Mr Weill, whose parents were doctors, wanted to be a journalist but ended up studying management at the Institut Supérieur des Affaires. He has spent his entire career in broadcasting, first with Compagnie Luxembourgeoise de Telediffusion, which owns RTL radio, and then with NRJ, the first independent radio group, first as director of programming then as deputy chief executive. When NRJ tried to take over RMC, but was blocked by the regulator, he saw an opportunity and seized it.

While first and foremost an entrepreneur, he takes a close interest in his group's content, talking frequently with his editors.

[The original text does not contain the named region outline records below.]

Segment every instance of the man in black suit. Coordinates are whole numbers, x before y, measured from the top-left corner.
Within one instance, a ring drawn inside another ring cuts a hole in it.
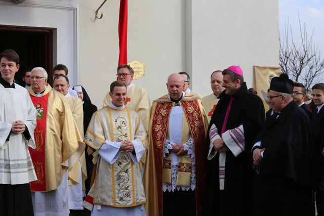
[[[312,125],[314,131],[316,161],[315,192],[318,216],[324,215],[324,83],[315,84],[312,88],[313,101],[316,106],[313,112]]]
[[[307,114],[309,119],[311,119],[312,113],[309,109],[309,107],[304,103],[304,99],[306,97],[306,88],[305,85],[300,82],[294,83],[294,90],[293,90],[293,100],[296,104],[303,109]]]

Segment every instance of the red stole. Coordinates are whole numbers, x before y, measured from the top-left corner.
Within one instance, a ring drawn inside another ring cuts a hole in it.
[[[196,162],[196,202],[197,215],[202,215],[202,205],[204,200],[203,190],[205,180],[205,160],[206,128],[204,119],[196,100],[181,100],[181,105],[189,123],[193,139]],[[157,193],[159,204],[159,215],[162,214],[162,175],[164,143],[169,125],[169,119],[173,102],[157,103],[153,116],[152,128],[152,139],[154,141],[154,152],[157,181]]]
[[[31,157],[37,180],[30,182],[30,190],[32,191],[46,191],[46,121],[47,117],[47,108],[50,94],[42,97],[30,95],[37,113],[36,115],[37,126],[34,131],[36,148],[33,149],[29,147],[29,153]]]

"If there is an image I don't like, I say so. But my criticisms are not editorial or political, they are qualitative. It is a taboo in France. The owner is not supposed to interfere. I don't call up and say I've had lunch with a minister this afternoon who wants to come on. The only criteria are quality and the audience."

Has he ever come under political pressure to change a broadcast or article, like many other media owners? Mr Weill chooses his words carefully: "No, but interventions don't shock me either, if it is a question of complaining about one of my journalists, when false things are written."

Perhaps being a newcomer gives him more independence? It's a question of mindset, he replies. Many "excellent" journalists who spent their careers in public radio and television "have been formatted to compromise with whoever is in power. We don't have a long history, which perhaps makes things easier for us."